Hoy le sospecho mucho Erasmus pero el barrio de Arapiles era lo más madrileño de Madrid. Es algo que se notaba en la cantidad de mercerías, en esas mercerías con el aliciente de tipismo de los manojos de piernas con sus medias*. En la calle Magallanes está la cava de puros con sus dependientes entusiastas, donde uno puede comprar labores de Nicaragua o de Jamaica en agravio a las de Cuba. También venden mecheros lacados y ostentosos –marca Ronson- por si uno quiere ir al casino a dárselas de rico, encendiendo con ellos largos cigarrillos de filtro color perla, conforme a la moda de 1974.

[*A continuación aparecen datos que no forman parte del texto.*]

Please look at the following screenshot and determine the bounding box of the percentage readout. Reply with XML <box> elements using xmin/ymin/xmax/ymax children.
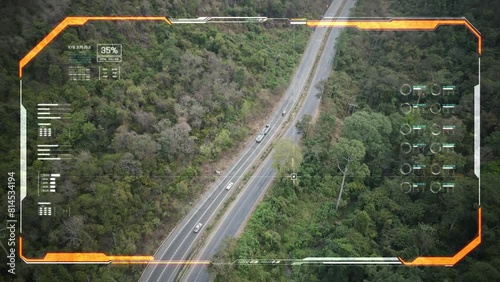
<box><xmin>97</xmin><ymin>44</ymin><xmax>122</xmax><ymax>62</ymax></box>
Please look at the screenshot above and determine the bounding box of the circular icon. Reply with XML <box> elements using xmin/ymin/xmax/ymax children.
<box><xmin>399</xmin><ymin>84</ymin><xmax>411</xmax><ymax>96</ymax></box>
<box><xmin>431</xmin><ymin>182</ymin><xmax>441</xmax><ymax>194</ymax></box>
<box><xmin>399</xmin><ymin>103</ymin><xmax>411</xmax><ymax>115</ymax></box>
<box><xmin>430</xmin><ymin>143</ymin><xmax>441</xmax><ymax>154</ymax></box>
<box><xmin>431</xmin><ymin>124</ymin><xmax>441</xmax><ymax>135</ymax></box>
<box><xmin>399</xmin><ymin>123</ymin><xmax>411</xmax><ymax>135</ymax></box>
<box><xmin>401</xmin><ymin>142</ymin><xmax>411</xmax><ymax>154</ymax></box>
<box><xmin>430</xmin><ymin>103</ymin><xmax>441</xmax><ymax>114</ymax></box>
<box><xmin>431</xmin><ymin>83</ymin><xmax>441</xmax><ymax>96</ymax></box>
<box><xmin>431</xmin><ymin>163</ymin><xmax>441</xmax><ymax>175</ymax></box>
<box><xmin>399</xmin><ymin>182</ymin><xmax>411</xmax><ymax>193</ymax></box>
<box><xmin>399</xmin><ymin>163</ymin><xmax>411</xmax><ymax>175</ymax></box>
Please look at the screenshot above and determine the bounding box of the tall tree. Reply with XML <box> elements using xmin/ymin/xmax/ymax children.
<box><xmin>332</xmin><ymin>138</ymin><xmax>370</xmax><ymax>211</ymax></box>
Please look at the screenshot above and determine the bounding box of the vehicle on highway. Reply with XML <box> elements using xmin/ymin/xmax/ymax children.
<box><xmin>262</xmin><ymin>123</ymin><xmax>271</xmax><ymax>135</ymax></box>
<box><xmin>255</xmin><ymin>134</ymin><xmax>264</xmax><ymax>143</ymax></box>
<box><xmin>193</xmin><ymin>222</ymin><xmax>203</xmax><ymax>233</ymax></box>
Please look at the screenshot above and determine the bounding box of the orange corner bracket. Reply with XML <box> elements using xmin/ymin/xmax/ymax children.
<box><xmin>398</xmin><ymin>207</ymin><xmax>483</xmax><ymax>266</ymax></box>
<box><xmin>306</xmin><ymin>18</ymin><xmax>482</xmax><ymax>55</ymax></box>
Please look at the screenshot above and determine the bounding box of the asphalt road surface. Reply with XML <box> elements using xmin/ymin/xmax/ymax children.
<box><xmin>182</xmin><ymin>1</ymin><xmax>354</xmax><ymax>282</ymax></box>
<box><xmin>140</xmin><ymin>0</ymin><xmax>354</xmax><ymax>282</ymax></box>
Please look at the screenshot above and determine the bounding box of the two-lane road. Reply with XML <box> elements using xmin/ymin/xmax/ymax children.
<box><xmin>140</xmin><ymin>0</ymin><xmax>350</xmax><ymax>281</ymax></box>
<box><xmin>182</xmin><ymin>0</ymin><xmax>354</xmax><ymax>282</ymax></box>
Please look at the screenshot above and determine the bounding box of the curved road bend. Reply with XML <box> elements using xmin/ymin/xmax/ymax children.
<box><xmin>140</xmin><ymin>0</ymin><xmax>351</xmax><ymax>282</ymax></box>
<box><xmin>182</xmin><ymin>0</ymin><xmax>354</xmax><ymax>282</ymax></box>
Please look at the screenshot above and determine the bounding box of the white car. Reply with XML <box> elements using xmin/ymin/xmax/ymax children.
<box><xmin>255</xmin><ymin>134</ymin><xmax>264</xmax><ymax>143</ymax></box>
<box><xmin>262</xmin><ymin>123</ymin><xmax>271</xmax><ymax>135</ymax></box>
<box><xmin>193</xmin><ymin>222</ymin><xmax>203</xmax><ymax>233</ymax></box>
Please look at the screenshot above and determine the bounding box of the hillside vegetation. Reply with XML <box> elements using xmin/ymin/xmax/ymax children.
<box><xmin>211</xmin><ymin>0</ymin><xmax>500</xmax><ymax>281</ymax></box>
<box><xmin>0</xmin><ymin>0</ymin><xmax>327</xmax><ymax>281</ymax></box>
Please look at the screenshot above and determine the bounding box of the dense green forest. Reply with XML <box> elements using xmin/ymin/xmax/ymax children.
<box><xmin>0</xmin><ymin>0</ymin><xmax>328</xmax><ymax>281</ymax></box>
<box><xmin>211</xmin><ymin>0</ymin><xmax>500</xmax><ymax>281</ymax></box>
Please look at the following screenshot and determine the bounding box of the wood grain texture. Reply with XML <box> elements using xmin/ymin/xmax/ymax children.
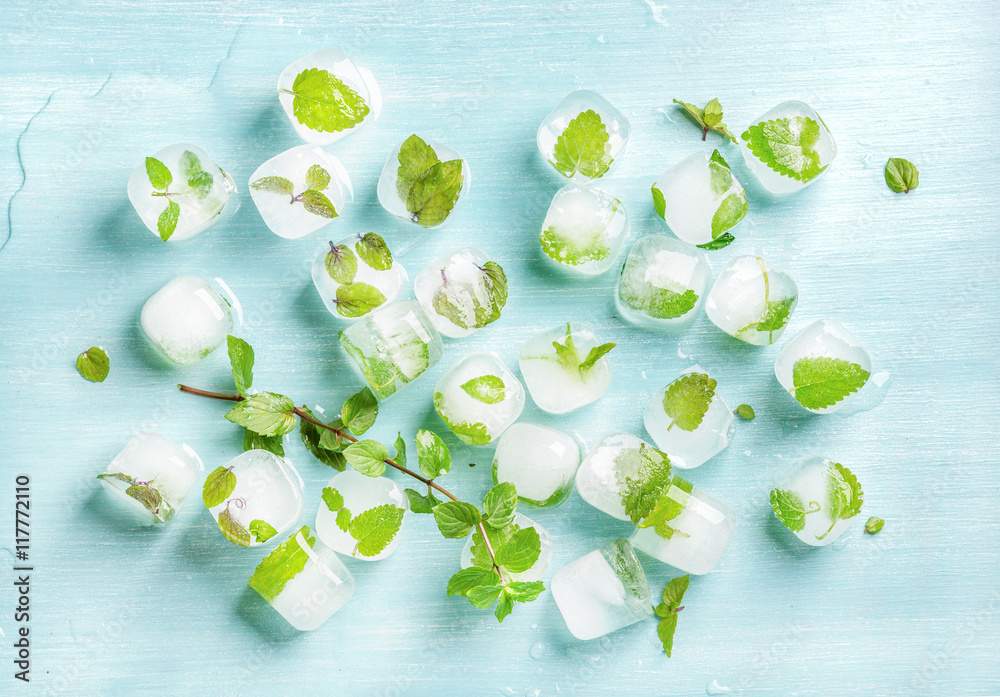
<box><xmin>0</xmin><ymin>0</ymin><xmax>1000</xmax><ymax>697</ymax></box>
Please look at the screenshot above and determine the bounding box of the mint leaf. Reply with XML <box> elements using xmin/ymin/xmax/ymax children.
<box><xmin>789</xmin><ymin>356</ymin><xmax>871</xmax><ymax>409</ymax></box>
<box><xmin>76</xmin><ymin>346</ymin><xmax>111</xmax><ymax>382</ymax></box>
<box><xmin>549</xmin><ymin>109</ymin><xmax>612</xmax><ymax>179</ymax></box>
<box><xmin>226</xmin><ymin>392</ymin><xmax>295</xmax><ymax>436</ymax></box>
<box><xmin>663</xmin><ymin>373</ymin><xmax>718</xmax><ymax>431</ymax></box>
<box><xmin>283</xmin><ymin>68</ymin><xmax>370</xmax><ymax>133</ymax></box>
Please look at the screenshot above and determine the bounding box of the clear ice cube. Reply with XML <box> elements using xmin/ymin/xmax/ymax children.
<box><xmin>316</xmin><ymin>469</ymin><xmax>410</xmax><ymax>561</ymax></box>
<box><xmin>774</xmin><ymin>319</ymin><xmax>872</xmax><ymax>414</ymax></box>
<box><xmin>413</xmin><ymin>247</ymin><xmax>507</xmax><ymax>339</ymax></box>
<box><xmin>643</xmin><ymin>366</ymin><xmax>735</xmax><ymax>469</ymax></box>
<box><xmin>615</xmin><ymin>235</ymin><xmax>708</xmax><ymax>331</ymax></box>
<box><xmin>312</xmin><ymin>232</ymin><xmax>407</xmax><ymax>320</ymax></box>
<box><xmin>278</xmin><ymin>48</ymin><xmax>382</xmax><ymax>145</ymax></box>
<box><xmin>128</xmin><ymin>143</ymin><xmax>239</xmax><ymax>242</ymax></box>
<box><xmin>205</xmin><ymin>450</ymin><xmax>302</xmax><ymax>547</ymax></box>
<box><xmin>434</xmin><ymin>353</ymin><xmax>524</xmax><ymax>445</ymax></box>
<box><xmin>493</xmin><ymin>422</ymin><xmax>580</xmax><ymax>508</ymax></box>
<box><xmin>97</xmin><ymin>431</ymin><xmax>201</xmax><ymax>525</ymax></box>
<box><xmin>740</xmin><ymin>101</ymin><xmax>837</xmax><ymax>196</ymax></box>
<box><xmin>247</xmin><ymin>526</ymin><xmax>354</xmax><ymax>632</ymax></box>
<box><xmin>139</xmin><ymin>276</ymin><xmax>233</xmax><ymax>365</ymax></box>
<box><xmin>249</xmin><ymin>145</ymin><xmax>354</xmax><ymax>240</ymax></box>
<box><xmin>340</xmin><ymin>300</ymin><xmax>442</xmax><ymax>400</ymax></box>
<box><xmin>536</xmin><ymin>90</ymin><xmax>631</xmax><ymax>182</ymax></box>
<box><xmin>551</xmin><ymin>539</ymin><xmax>653</xmax><ymax>641</ymax></box>
<box><xmin>538</xmin><ymin>184</ymin><xmax>629</xmax><ymax>276</ymax></box>
<box><xmin>518</xmin><ymin>322</ymin><xmax>611</xmax><ymax>414</ymax></box>
<box><xmin>652</xmin><ymin>150</ymin><xmax>747</xmax><ymax>245</ymax></box>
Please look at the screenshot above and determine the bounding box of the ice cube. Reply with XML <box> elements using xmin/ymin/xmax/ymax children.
<box><xmin>340</xmin><ymin>300</ymin><xmax>442</xmax><ymax>400</ymax></box>
<box><xmin>705</xmin><ymin>255</ymin><xmax>799</xmax><ymax>346</ymax></box>
<box><xmin>249</xmin><ymin>145</ymin><xmax>354</xmax><ymax>240</ymax></box>
<box><xmin>312</xmin><ymin>232</ymin><xmax>407</xmax><ymax>320</ymax></box>
<box><xmin>652</xmin><ymin>150</ymin><xmax>747</xmax><ymax>245</ymax></box>
<box><xmin>643</xmin><ymin>366</ymin><xmax>734</xmax><ymax>469</ymax></box>
<box><xmin>538</xmin><ymin>184</ymin><xmax>629</xmax><ymax>276</ymax></box>
<box><xmin>551</xmin><ymin>539</ymin><xmax>653</xmax><ymax>641</ymax></box>
<box><xmin>518</xmin><ymin>322</ymin><xmax>611</xmax><ymax>414</ymax></box>
<box><xmin>128</xmin><ymin>143</ymin><xmax>239</xmax><ymax>242</ymax></box>
<box><xmin>278</xmin><ymin>48</ymin><xmax>382</xmax><ymax>145</ymax></box>
<box><xmin>774</xmin><ymin>319</ymin><xmax>872</xmax><ymax>414</ymax></box>
<box><xmin>377</xmin><ymin>133</ymin><xmax>472</xmax><ymax>227</ymax></box>
<box><xmin>202</xmin><ymin>450</ymin><xmax>302</xmax><ymax>547</ymax></box>
<box><xmin>434</xmin><ymin>353</ymin><xmax>524</xmax><ymax>445</ymax></box>
<box><xmin>615</xmin><ymin>235</ymin><xmax>708</xmax><ymax>331</ymax></box>
<box><xmin>139</xmin><ymin>276</ymin><xmax>235</xmax><ymax>365</ymax></box>
<box><xmin>771</xmin><ymin>455</ymin><xmax>864</xmax><ymax>547</ymax></box>
<box><xmin>97</xmin><ymin>431</ymin><xmax>201</xmax><ymax>525</ymax></box>
<box><xmin>316</xmin><ymin>469</ymin><xmax>410</xmax><ymax>561</ymax></box>
<box><xmin>460</xmin><ymin>513</ymin><xmax>552</xmax><ymax>581</ymax></box>
<box><xmin>493</xmin><ymin>423</ymin><xmax>580</xmax><ymax>508</ymax></box>
<box><xmin>247</xmin><ymin>526</ymin><xmax>354</xmax><ymax>632</ymax></box>
<box><xmin>413</xmin><ymin>247</ymin><xmax>507</xmax><ymax>339</ymax></box>
<box><xmin>536</xmin><ymin>90</ymin><xmax>630</xmax><ymax>182</ymax></box>
<box><xmin>740</xmin><ymin>101</ymin><xmax>837</xmax><ymax>196</ymax></box>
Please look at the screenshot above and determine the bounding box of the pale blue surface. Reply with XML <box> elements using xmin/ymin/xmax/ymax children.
<box><xmin>0</xmin><ymin>0</ymin><xmax>1000</xmax><ymax>697</ymax></box>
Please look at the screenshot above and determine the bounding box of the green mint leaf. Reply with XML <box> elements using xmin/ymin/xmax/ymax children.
<box><xmin>247</xmin><ymin>525</ymin><xmax>316</xmax><ymax>602</ymax></box>
<box><xmin>743</xmin><ymin>116</ymin><xmax>826</xmax><ymax>182</ymax></box>
<box><xmin>344</xmin><ymin>440</ymin><xmax>389</xmax><ymax>477</ymax></box>
<box><xmin>663</xmin><ymin>373</ymin><xmax>718</xmax><ymax>431</ymax></box>
<box><xmin>76</xmin><ymin>346</ymin><xmax>111</xmax><ymax>382</ymax></box>
<box><xmin>433</xmin><ymin>501</ymin><xmax>482</xmax><ymax>539</ymax></box>
<box><xmin>885</xmin><ymin>157</ymin><xmax>920</xmax><ymax>194</ymax></box>
<box><xmin>789</xmin><ymin>356</ymin><xmax>871</xmax><ymax>409</ymax></box>
<box><xmin>416</xmin><ymin>429</ymin><xmax>451</xmax><ymax>479</ymax></box>
<box><xmin>462</xmin><ymin>375</ymin><xmax>507</xmax><ymax>404</ymax></box>
<box><xmin>201</xmin><ymin>467</ymin><xmax>236</xmax><ymax>508</ymax></box>
<box><xmin>284</xmin><ymin>68</ymin><xmax>370</xmax><ymax>133</ymax></box>
<box><xmin>340</xmin><ymin>387</ymin><xmax>378</xmax><ymax>436</ymax></box>
<box><xmin>146</xmin><ymin>157</ymin><xmax>174</xmax><ymax>191</ymax></box>
<box><xmin>550</xmin><ymin>109</ymin><xmax>612</xmax><ymax>179</ymax></box>
<box><xmin>226</xmin><ymin>392</ymin><xmax>295</xmax><ymax>436</ymax></box>
<box><xmin>226</xmin><ymin>334</ymin><xmax>254</xmax><ymax>397</ymax></box>
<box><xmin>250</xmin><ymin>518</ymin><xmax>278</xmax><ymax>542</ymax></box>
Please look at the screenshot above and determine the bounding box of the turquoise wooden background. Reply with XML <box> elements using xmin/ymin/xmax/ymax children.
<box><xmin>0</xmin><ymin>0</ymin><xmax>1000</xmax><ymax>696</ymax></box>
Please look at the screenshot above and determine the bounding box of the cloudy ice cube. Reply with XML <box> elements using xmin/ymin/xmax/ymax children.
<box><xmin>97</xmin><ymin>431</ymin><xmax>202</xmax><ymax>525</ymax></box>
<box><xmin>377</xmin><ymin>133</ymin><xmax>472</xmax><ymax>227</ymax></box>
<box><xmin>249</xmin><ymin>145</ymin><xmax>354</xmax><ymax>240</ymax></box>
<box><xmin>278</xmin><ymin>48</ymin><xmax>382</xmax><ymax>145</ymax></box>
<box><xmin>434</xmin><ymin>353</ymin><xmax>524</xmax><ymax>445</ymax></box>
<box><xmin>128</xmin><ymin>143</ymin><xmax>239</xmax><ymax>242</ymax></box>
<box><xmin>340</xmin><ymin>300</ymin><xmax>442</xmax><ymax>400</ymax></box>
<box><xmin>615</xmin><ymin>235</ymin><xmax>708</xmax><ymax>331</ymax></box>
<box><xmin>643</xmin><ymin>366</ymin><xmax>735</xmax><ymax>469</ymax></box>
<box><xmin>493</xmin><ymin>423</ymin><xmax>580</xmax><ymax>508</ymax></box>
<box><xmin>140</xmin><ymin>276</ymin><xmax>235</xmax><ymax>365</ymax></box>
<box><xmin>460</xmin><ymin>513</ymin><xmax>552</xmax><ymax>581</ymax></box>
<box><xmin>413</xmin><ymin>247</ymin><xmax>507</xmax><ymax>339</ymax></box>
<box><xmin>247</xmin><ymin>526</ymin><xmax>354</xmax><ymax>632</ymax></box>
<box><xmin>312</xmin><ymin>232</ymin><xmax>407</xmax><ymax>320</ymax></box>
<box><xmin>551</xmin><ymin>539</ymin><xmax>653</xmax><ymax>641</ymax></box>
<box><xmin>202</xmin><ymin>450</ymin><xmax>302</xmax><ymax>547</ymax></box>
<box><xmin>774</xmin><ymin>319</ymin><xmax>872</xmax><ymax>414</ymax></box>
<box><xmin>539</xmin><ymin>184</ymin><xmax>629</xmax><ymax>276</ymax></box>
<box><xmin>316</xmin><ymin>469</ymin><xmax>410</xmax><ymax>561</ymax></box>
<box><xmin>740</xmin><ymin>101</ymin><xmax>837</xmax><ymax>196</ymax></box>
<box><xmin>518</xmin><ymin>322</ymin><xmax>611</xmax><ymax>414</ymax></box>
<box><xmin>771</xmin><ymin>456</ymin><xmax>864</xmax><ymax>547</ymax></box>
<box><xmin>536</xmin><ymin>90</ymin><xmax>631</xmax><ymax>182</ymax></box>
<box><xmin>705</xmin><ymin>255</ymin><xmax>799</xmax><ymax>345</ymax></box>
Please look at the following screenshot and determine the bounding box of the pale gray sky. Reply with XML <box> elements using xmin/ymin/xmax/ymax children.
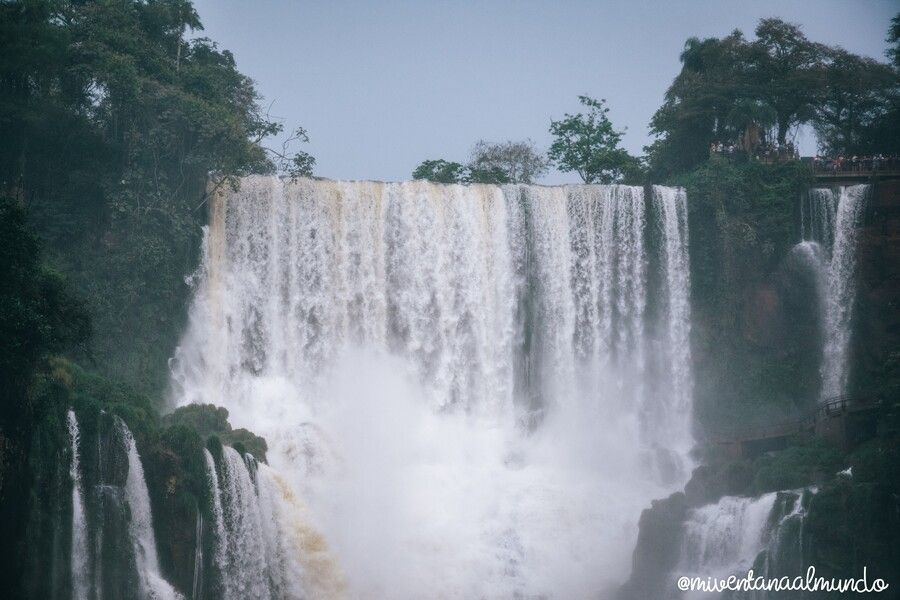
<box><xmin>195</xmin><ymin>0</ymin><xmax>900</xmax><ymax>183</ymax></box>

Poco más allá estaba La Playa, con sus paredes verdes, sus lunas glaucas y los camareros también más madrileños de Madrid. El ambiente era de acuario. Por supuesto, los camareros no serían de Madrid sino de cualquier pueblo de Toledo o de Segovia pero sabían mezclar la brusquedad y la nobleza como aquí –según cuentan los viajeros- se hacía en otro tiempo. La Playa era el restaurante menos manierista que uno ha conocido: como recuerda Ortega, un grado de manierismo es necesario en todas las artes pero ahora que decayó la aspiración en las artes hemos confinado el manierismo a la cocina. El resultado es que hay menos hiperclorhidia y quizá más necedad. El antimanierismo de La Playa daba bien con un barrio diseñado en el XIX para un confort sin pretensiones, de octanaje medio.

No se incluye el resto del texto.